Peering into the distant future, the royal commission is vague by necessity – bureaucratic bodies can’t reasonably make projections for a time period that extends several times longer than recorded history.
The tentative findings thus only hint at a “post-closure monitoring phase” that begins 120 years after a final decision is made to proceed with development.
What the document does claim, however, is that within the geological conditions found in many parts of South Australia, the engineered barriers developed for use in the projects of Finland and Sweden would safely contain waste over its journey to natural levels of radioactivity.
But then there is the actual journey – the transportation of waste internationally across oceans, and then through ports and populated areas, before arriving at a temporary above-ground dump site, where it will have to remain until enough funds have been accrued from such imports to invest in a large-scale underground facility.
As the attendees noted, communities all along the route would need to offer consent, along with anyone living near the final destination.
The royal commission is under no illusions, rating the difficulty of obtaining community consent as an even greater challenge than the extraordinary technical obstacles facing such a long-term nuclear waste disposal project.

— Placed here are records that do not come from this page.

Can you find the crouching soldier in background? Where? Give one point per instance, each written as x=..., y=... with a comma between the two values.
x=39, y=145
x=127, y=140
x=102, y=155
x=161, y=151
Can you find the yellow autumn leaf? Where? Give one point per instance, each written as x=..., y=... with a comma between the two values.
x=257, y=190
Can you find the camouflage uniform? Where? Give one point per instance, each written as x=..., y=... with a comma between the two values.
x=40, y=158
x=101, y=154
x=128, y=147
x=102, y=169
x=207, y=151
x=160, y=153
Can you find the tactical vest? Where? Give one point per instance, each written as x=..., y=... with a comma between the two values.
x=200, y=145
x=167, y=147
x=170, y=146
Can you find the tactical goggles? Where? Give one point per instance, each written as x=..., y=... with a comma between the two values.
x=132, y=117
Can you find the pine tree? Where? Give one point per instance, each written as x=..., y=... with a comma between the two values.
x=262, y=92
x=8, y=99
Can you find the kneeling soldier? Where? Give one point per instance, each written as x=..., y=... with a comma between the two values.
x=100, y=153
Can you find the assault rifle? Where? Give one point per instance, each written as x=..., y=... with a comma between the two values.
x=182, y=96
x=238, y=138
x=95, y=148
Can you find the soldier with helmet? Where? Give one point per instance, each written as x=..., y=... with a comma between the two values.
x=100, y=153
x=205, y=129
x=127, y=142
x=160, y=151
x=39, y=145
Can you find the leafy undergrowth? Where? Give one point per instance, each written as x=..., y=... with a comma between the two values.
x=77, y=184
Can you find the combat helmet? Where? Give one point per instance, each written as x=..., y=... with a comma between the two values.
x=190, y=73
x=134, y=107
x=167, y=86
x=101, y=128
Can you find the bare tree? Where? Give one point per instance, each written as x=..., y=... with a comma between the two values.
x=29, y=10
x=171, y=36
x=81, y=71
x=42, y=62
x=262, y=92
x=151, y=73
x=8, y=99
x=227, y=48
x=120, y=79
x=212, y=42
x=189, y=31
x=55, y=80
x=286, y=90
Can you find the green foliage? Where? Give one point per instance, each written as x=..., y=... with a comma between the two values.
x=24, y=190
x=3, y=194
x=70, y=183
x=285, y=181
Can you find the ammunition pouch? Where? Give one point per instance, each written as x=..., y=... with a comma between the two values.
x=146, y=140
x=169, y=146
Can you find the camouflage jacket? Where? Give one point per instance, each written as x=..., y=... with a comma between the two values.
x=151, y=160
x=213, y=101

For decades, South Australia has been mooted as a suitable location for radioactive waste, but local resistance has been consistently fierce, particularly in the remote-area Indigenous communities that suffered radiation poisoning following the nuclear bomb tests at Maralinga in the 1950s.
If the fiery atmosphere in Adelaide Town Hall was anything to go by, it will be just as difficult a sell this time, but that’s not to say there wasn’t some diversity of opinion in the room.
There was the woman who suggested the world would be a safer place if the waste was secured deep underground in Australia rather than sitting in temporary locations scattered around the globe.
Then there was the man who criticised the proposal from a pro-nuclear perspective, arguing that yet-to-be-realised Generation IV reactors would use radioactive waste for fuel, and therefore countries would be unlikely to pay South Australia to dispose of a potentially valuable resource.
As Scarce was keen to stress throughout the evening, the royal commission was offering not recommendations but initial findings, and he encouraged formal submissions from those at the town hall, with recommendations to be presented to the state government once the public’s views had been taken into account.
At that point, it will be in the hands of politicians. Premier Jay Weatherill broke ranks with federal Labor in commissioning this inquiry in the first place, but as of last week he secured the qualified support of federal opposition leader Bill Shorten. The state Liberal opposition leader, Steven Marshall, has signalled that there are possibilities for bipartisanship on a nuclear waste dump. The Greens are firmly opposed.
On the release of the initial report this week, Weatherill said only that his cabinet would not make any decisions in relation to royal commission findings until the end of the year.
There’s plenty to chew over. Living as they do in a system of three-year election cycles, politicians are well used to enacting policies that impact on future governments, but rarely are they called to contemplate a legacy that promises to outlast civilisation as we know it.
With that in mind, it is no wonder the premier insists on taking his time. In the context of 100,000 years, 10 months is barely the blink of an eye.
This piece was modified on February 24, 2016, to correctly name Maureen Graney.